To the editor: My daughter has SAT scores in the top 10% and a 4.3 grade point average, yet she is not guaranteed admission to the University of California.
Now I read about foreign students who are functionally illiterate in English but gain admission to UC because their parents can pay more. Plus, though they may ultimately deserve to flunk out, their lack of academic achievement will matter little where professors tend to grade them leniently.
So, if admission to and graduation from UC is all a matter of money, isn’t it fair to offer California kids the same option? You know, either work hard in high school, cram for the SAT, and maybe get admitted to UC for four more years of painstaking study — or just have your parents pony up a much higher tuition?
Enough. It’s time UC firmly committed to democracy over plutocracy in allotting educational opportunities.
Sarah S. Williams, Santa Barbara
To the editor: There is no doubt that at colleges across the U.S., there has been an influx of students from China.

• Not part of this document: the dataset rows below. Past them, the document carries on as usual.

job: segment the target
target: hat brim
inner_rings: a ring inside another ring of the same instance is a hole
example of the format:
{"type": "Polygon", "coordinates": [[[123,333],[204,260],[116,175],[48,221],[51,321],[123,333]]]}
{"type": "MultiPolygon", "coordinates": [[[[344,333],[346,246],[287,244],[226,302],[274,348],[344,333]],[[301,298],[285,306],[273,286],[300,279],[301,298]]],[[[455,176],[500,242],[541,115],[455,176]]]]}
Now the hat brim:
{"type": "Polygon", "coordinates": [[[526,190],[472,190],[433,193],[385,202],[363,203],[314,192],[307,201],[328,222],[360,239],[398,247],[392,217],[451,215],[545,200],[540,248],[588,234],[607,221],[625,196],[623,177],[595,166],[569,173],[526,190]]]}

I am a professor of Spanish at a private institution, and yes, we have seen more Chinese students lately.
If the English language presents difficulties for these students, imagine what Spanish has in store for them. The parental pressure is such that I receive absolutely flawless compositions, filled with grammatical concepts that have not even been taught.
For some of these students, learning a foreign language matters a lot less than getting a good grade on paper. What a pity, as they cheat themselves in the long term.